GNEP `Misconception'
The report “is based on a misconception of the program,'' Dennis Spurgeon, assistant secretary for nuclear energy, said during a conference call with reporters today.
“Their principal objection was that we not proceed in haste to build commercial-scale facilities using new and unproven technology,'' Spurgeon said.
The department “fully recognizes the complexity and time required'' to develop proliferation-free nuclear fuel reprocessing, he said.
Some members of Congress have expressed skepticism about the GNEP project, and opponents say reprocessing poses proliferation risks. The House in June approved legislation that would create an international nuclear-fuel bank to provide fuel to nations that do not operate reprocessing facilities.
The Energy Department this year asked Congress to more than double funding for its reprocessing program for the 2008 fiscal year, from $167.5 million in 2007 to $395 million. House members recommended cutting funding to $120 million and the Senate proposed $242 million.
Bodman Recommendation
“It is unnecessary to rush into a plan that continues to raise concerns among scientists and has only weak support from industry given that there are reasonable options available for short-term storage of nuclear waste and that this project will cost tens of billions of dollars and last for decades,'' according to a June statement by the House Appropriations Committee.
The spending plan for 2008 has yet to be reconciled by Congress and sent to the president.

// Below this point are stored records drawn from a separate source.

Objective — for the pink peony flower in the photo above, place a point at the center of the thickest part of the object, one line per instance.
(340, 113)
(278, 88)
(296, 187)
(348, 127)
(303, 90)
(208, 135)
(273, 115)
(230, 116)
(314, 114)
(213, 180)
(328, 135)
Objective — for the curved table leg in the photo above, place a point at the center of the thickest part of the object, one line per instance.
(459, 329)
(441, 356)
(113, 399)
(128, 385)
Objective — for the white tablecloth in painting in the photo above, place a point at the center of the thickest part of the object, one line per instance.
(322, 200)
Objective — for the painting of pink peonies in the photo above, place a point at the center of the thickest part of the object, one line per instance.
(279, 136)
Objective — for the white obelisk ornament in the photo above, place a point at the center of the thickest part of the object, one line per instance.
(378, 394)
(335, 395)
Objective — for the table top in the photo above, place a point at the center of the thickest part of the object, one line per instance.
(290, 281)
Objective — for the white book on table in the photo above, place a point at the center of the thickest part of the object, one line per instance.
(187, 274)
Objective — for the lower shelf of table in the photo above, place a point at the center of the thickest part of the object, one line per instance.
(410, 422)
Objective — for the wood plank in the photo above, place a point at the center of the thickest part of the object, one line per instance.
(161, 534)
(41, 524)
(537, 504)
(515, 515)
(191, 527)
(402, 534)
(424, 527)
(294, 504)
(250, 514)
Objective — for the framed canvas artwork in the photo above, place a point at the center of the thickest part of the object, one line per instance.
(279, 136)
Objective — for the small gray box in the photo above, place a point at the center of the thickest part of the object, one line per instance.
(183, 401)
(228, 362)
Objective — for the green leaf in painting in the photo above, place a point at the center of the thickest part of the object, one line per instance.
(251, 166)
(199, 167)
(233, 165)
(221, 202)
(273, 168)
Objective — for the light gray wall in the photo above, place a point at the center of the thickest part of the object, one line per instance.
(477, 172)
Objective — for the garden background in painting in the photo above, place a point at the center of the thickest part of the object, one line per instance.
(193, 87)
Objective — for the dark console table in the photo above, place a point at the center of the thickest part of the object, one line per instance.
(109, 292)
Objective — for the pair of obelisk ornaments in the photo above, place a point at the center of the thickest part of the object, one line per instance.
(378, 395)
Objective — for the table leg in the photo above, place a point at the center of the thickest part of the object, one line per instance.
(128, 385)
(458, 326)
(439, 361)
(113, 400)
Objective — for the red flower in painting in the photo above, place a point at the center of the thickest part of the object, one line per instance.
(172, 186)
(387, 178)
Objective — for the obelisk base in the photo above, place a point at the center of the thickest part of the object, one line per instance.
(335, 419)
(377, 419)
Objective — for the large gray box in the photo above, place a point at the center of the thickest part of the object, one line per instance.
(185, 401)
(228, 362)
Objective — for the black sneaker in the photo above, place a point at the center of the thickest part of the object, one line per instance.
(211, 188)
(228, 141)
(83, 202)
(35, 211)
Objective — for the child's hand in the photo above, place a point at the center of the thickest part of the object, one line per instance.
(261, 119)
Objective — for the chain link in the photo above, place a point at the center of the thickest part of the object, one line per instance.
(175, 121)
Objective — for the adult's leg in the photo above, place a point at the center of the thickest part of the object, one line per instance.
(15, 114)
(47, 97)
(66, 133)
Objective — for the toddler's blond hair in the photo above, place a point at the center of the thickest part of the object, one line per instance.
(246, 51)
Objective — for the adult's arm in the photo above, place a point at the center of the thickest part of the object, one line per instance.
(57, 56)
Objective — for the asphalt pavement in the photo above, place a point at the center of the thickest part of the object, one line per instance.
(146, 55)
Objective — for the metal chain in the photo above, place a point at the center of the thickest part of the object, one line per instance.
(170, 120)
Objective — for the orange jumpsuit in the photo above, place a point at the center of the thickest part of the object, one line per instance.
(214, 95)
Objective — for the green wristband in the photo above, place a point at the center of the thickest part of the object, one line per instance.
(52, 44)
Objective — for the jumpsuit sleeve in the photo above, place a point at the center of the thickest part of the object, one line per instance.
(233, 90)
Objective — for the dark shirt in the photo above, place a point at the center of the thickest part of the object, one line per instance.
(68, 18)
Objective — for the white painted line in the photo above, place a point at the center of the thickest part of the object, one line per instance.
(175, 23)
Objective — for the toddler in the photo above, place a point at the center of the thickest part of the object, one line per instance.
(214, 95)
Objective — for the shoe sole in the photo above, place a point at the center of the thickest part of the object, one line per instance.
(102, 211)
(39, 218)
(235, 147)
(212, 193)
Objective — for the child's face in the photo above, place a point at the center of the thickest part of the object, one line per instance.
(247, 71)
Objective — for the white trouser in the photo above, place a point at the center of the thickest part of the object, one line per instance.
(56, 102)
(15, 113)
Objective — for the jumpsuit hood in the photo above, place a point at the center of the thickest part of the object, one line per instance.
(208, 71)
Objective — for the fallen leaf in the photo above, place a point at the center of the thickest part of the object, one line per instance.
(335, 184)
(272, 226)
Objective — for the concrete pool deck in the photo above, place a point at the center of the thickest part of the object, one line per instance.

Bodman plans to recommend to Bush next year whether to proceed with GNEP. That decision date “is not credible,'' the report showed. The department “should commission an independent peer review of the state of knowledge as a prerequisite to any secretarial decision on future research programs.''
More of the money allotted to the department's Office of Nuclear Energy should go toward a program that supports licensing and building of new commercial reactors, the report showed.
The council is part of a nonprofit institution that provides scientific advice to the government. The report was paid for by the Energy Department.